Now the Lord of the Realm has glorified the Charge of the Light Brigade,

And the thin red line of the Infantry, when will their glory fade?

There are robust rhymes on the British Tar and classics on Musketeers,

But I shall sing, till your eardrums ring, of the Muddy Old Engineers.

Now it's all very fair to fly through the air, or humour a heavy gun,

Or ride in tanks through the broken ranks of the crushed and shattered Hun.

And its nice to think when the U-Boats sink of the glory that outlives the years,

But whoever heard an haunting word for the Muddy Old Engineers?

Now you musn't feel, when you read this spiel, that the sapper is a jealous knave,

That he joined the ranks for a vote of thanks in search of a hero's grave

No your mechanised cavalrys' quite alright and your Tommy has drained few peers,

But where in hell would the lot of them be, if it weren't for the Engineers,

Oh they look like tramps but they build your camps and sometimes lead the advance,

And they sweat red blood to bridge the flood to give you a fighting chance

Who stays behind when its getting hot, to blow up the roads in the rear?

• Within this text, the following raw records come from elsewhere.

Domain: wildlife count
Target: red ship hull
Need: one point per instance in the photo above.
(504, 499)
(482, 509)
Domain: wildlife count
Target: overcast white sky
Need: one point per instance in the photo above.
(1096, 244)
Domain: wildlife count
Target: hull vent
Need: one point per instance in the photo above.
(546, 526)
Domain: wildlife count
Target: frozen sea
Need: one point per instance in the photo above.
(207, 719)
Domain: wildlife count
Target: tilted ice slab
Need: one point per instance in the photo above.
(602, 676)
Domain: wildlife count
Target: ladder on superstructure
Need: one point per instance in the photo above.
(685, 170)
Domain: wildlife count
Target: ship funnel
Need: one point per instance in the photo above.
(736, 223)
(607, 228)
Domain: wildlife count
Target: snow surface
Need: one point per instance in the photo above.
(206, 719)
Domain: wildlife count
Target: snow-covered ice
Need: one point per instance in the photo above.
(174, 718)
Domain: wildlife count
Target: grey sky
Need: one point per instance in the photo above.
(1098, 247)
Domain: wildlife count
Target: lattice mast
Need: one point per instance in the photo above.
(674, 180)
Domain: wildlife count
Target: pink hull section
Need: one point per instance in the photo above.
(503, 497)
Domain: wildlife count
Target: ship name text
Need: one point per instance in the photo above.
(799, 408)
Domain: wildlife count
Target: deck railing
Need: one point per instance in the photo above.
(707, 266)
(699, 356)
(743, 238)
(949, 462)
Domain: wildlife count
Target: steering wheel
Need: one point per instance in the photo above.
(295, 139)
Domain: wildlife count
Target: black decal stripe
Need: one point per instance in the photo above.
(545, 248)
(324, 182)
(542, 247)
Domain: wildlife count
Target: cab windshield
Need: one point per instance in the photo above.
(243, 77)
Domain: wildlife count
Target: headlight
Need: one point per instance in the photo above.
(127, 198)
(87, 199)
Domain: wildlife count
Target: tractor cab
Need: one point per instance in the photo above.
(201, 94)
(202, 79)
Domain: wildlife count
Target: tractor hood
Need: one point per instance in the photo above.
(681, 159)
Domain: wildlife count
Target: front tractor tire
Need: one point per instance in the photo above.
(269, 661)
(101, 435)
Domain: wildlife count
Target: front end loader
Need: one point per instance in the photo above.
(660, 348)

Just tell your wife she owes your life to some Muddy Old Engineer,

Some dusty, crusty, croaking, joking Muddy Old Engineer.

No fancy crest is pinned to their chest, if you read what their cap badge says,

Why 'Honi Soit Qui Mal Y Pense' is a queersome sort of praise,

But their modest claim to immortal fame has probably reached your ears,

The first to arrive, the last to leave, the Muddy Old Engineers,

The sweating, go getting, uproarious, glorious Muddy Old Engineers.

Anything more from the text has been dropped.